In the compound \(\mathrm{K}_{2} \mathrm{~S}_{2} \mathrm{O}_{7}\), potassium (K) has an oxidation state of +1 and oxygen (O) has an oxidation state of -2. Let sulfur's oxidation state be \(x\). The compound's charge is 0. The equation is:\[2(1) + 2(x) + 7(-2) = 0\]Simplifying, \(2 + 2x - 14 = 0 \) leads to \(2x = 12\) and thus \(x = +6\). The sulfur atoms are in the same oxidation state, +6.

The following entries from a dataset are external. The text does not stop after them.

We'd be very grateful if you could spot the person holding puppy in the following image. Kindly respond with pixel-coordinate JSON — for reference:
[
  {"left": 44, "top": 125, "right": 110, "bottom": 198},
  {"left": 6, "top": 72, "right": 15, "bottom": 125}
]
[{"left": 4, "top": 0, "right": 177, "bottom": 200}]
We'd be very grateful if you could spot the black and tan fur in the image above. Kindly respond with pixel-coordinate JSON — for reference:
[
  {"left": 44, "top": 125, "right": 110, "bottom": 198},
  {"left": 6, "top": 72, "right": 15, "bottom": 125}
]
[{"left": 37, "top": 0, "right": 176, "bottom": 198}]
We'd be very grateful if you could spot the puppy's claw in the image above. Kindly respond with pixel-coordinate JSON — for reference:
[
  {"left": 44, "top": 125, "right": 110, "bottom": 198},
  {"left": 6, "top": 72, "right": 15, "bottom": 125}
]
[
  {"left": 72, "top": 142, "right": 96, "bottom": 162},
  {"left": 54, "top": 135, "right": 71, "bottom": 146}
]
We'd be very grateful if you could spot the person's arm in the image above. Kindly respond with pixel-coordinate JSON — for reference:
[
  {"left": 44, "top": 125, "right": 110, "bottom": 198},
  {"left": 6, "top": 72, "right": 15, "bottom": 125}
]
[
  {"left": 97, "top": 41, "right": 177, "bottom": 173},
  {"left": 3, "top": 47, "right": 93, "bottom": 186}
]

For \(\mathrm{Na}_{2} \mathrm{~S}_{2} \mathrm{O}_{3}\), sodium (Na) has +1, and oxygen (O) has -2 oxidation states. Let sulfur's oxidation state be \(x\). The total compound charge is 0:\[2(1) + 2(x) + 3(-2) = 0\]Solving gives \(2 + 2x - 6 = 0\), so \(2x = 4\) and \(x = +2\). The sulfur atoms are in the same oxidation state, +2.

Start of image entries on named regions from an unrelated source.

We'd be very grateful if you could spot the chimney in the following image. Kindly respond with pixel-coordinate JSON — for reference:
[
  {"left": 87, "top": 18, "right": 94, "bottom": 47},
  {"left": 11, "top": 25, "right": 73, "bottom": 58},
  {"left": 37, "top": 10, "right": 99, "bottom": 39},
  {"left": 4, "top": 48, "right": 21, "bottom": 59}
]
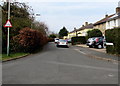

For \(\mathrm{Na}_{2} \mathrm{~S}_{4} \mathrm{O}_{6}\), sodium (Na) is +1 and oxygen is -2. Let sulfur’s oxidation states be \(x\) and \(y\) due to potential variances:\[2(1) + 4x + 6(-2) = 0\]Solving gives \(2 + 4x - 12 = 0\), which simplifies to \(4x = 10\) or \(x = +2.5\), suggesting averaging of two different states to 5. Assigning each pair average values gives plausible states like +5 and 0 confirming different oxidation states are possible for \(x\) and \(y\).

In comparing oxidation states, - \(\mathrm{K}_{2} \mathrm{~S}_{2} \mathrm{O}_{7}\) and \(\mathrm{Na}_{2} \mathrm{~S}_{2} \mathrm{O}_{3}\) have sulfur atoms in the same oxidation state. However, - \(\mathrm{Na}_{2} \mathrm{~S}_{4} \mathrm{O}_{6}\) has unique sulfur oxidation states due to interspersed values, and possibly having representative states, as explained, indicative of differing actual states.